In relapsing fever transmitted by ticks, tetracycline or erythromycin 500 mg orally every 6 hours is given for 5 to 10 days. For louse-transmitted relapsing fever, a single 500-mg oral dose of either drug is effective. Doxycycline 100 mg orally every 12 hours for 5 to 10 days is also effective. Children < 8 years of age are given erythromycin estolate 10 mg/kg orally 3 times a day.
When vomiting or severe disease precludes oral administration or when the CNS is affected, parenteral ceftriaxone 2 g/day for 10 to 14 days or doxycycline 1 to 2 mg/kg IV every 12 to 24 hours may be given to adults or children > 8 years of age. Children < 8 years are given penicillin G 25,000 units/kg IV every 6 hours.
Therapy should be started early during fever. A Jarisch-Herxheimer reaction may occur within 2 hours of starting therapy. Severity of the Jarisch-Herxheimer reaction may be lessened by giving acetaminophen 650 mg orally 2 hours before and 2 hours after the first dose of antibiotic therapy). This reaction tends to be more severe in patients with louse-borne relapsing fever treated with penicillin.
Dehydration and electrolyte imbalance should be corrected with parenteral fluids. Acetaminophen with oxycodone or hydrocodone may be used for severe headache. Nausea and vomiting should be treated with prochlorperazine 5 to 10 mg orally or IM once a day to 4 times a day. If heart failure occurs, specific therapy is indicated.
Relapsing fever is caused by several Borrelia species and is transmitted by lice or ticks.

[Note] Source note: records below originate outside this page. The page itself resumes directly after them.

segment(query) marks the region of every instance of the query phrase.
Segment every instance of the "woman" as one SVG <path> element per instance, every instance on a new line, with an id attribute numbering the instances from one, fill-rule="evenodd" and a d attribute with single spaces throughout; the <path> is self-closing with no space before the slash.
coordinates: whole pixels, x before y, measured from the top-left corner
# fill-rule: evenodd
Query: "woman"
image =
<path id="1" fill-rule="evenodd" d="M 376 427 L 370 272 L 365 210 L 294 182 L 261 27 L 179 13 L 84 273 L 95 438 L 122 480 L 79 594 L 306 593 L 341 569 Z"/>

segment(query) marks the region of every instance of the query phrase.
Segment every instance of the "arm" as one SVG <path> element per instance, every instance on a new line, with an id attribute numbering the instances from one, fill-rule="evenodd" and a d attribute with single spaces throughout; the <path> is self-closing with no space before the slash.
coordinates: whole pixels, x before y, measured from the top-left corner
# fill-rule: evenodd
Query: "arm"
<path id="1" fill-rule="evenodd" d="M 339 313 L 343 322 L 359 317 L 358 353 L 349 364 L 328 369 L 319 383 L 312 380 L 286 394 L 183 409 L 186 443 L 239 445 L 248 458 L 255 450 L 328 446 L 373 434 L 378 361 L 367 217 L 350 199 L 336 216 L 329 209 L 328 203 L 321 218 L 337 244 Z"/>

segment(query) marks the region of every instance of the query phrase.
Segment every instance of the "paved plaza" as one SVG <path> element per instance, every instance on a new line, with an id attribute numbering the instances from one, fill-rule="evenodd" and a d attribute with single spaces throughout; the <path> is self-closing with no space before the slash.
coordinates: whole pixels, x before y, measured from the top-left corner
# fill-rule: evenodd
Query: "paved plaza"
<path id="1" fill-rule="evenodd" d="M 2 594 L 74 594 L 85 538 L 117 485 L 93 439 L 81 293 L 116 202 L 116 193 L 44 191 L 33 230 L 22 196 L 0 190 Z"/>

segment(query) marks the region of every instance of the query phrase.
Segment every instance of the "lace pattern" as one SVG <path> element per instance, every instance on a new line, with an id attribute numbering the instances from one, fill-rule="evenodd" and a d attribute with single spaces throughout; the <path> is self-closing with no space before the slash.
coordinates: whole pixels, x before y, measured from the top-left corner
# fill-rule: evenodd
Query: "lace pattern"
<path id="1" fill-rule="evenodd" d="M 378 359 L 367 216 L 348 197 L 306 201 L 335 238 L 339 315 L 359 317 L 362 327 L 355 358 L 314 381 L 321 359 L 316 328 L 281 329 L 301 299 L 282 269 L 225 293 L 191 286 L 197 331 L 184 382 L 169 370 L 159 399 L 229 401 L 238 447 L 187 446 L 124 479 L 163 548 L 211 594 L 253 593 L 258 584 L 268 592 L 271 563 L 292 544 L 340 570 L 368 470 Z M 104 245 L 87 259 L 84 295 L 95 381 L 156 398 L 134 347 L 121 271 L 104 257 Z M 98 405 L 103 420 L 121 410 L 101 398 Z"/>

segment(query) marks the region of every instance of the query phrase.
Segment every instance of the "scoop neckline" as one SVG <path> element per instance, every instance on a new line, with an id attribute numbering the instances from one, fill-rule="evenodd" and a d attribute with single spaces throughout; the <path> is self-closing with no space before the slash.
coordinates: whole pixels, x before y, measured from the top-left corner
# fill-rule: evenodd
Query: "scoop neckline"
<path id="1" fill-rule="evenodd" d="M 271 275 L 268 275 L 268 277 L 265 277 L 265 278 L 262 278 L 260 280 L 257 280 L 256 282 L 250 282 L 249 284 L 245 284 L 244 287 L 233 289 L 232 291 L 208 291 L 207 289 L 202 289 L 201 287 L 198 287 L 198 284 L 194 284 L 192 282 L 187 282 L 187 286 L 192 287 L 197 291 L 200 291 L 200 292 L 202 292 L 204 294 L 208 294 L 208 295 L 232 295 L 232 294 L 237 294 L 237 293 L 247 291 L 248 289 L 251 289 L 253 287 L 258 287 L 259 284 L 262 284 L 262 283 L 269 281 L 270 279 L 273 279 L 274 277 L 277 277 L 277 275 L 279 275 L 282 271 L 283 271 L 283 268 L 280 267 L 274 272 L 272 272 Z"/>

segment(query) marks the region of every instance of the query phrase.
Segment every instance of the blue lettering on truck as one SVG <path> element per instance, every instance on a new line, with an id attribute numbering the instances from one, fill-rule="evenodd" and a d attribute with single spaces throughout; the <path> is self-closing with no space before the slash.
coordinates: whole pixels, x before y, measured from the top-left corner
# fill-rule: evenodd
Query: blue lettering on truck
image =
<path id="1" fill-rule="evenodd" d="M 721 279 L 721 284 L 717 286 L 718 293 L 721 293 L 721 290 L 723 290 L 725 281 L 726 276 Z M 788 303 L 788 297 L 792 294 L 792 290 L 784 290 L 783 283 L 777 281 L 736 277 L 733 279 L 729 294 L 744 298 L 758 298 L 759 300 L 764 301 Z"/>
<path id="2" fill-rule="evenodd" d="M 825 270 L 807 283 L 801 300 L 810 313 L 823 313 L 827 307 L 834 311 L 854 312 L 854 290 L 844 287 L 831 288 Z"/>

Patients have sudden chills, high fever, severe headache, nausea, vomiting, muscle and joint pain, and often delirium and/or a rash on the trunk and extremities; jaundice, hepatomegaly, splenomegaly, myocarditis, and heart failure may occur, especially in louse-borne disease.
Untreated patients have 2 to 10 relapses at 1- to 2-week intervals; relapses manifest with a sudden return of fever and often arthralgia and all the former symptoms and signs, although they may be less severe.
Diagnose using darkfield microscopy or Wright- or Giemsa-stained thick and thin blood smears; serologic tests are unreliable.
Treat with tetracycline, doxycycline, or erythromycin.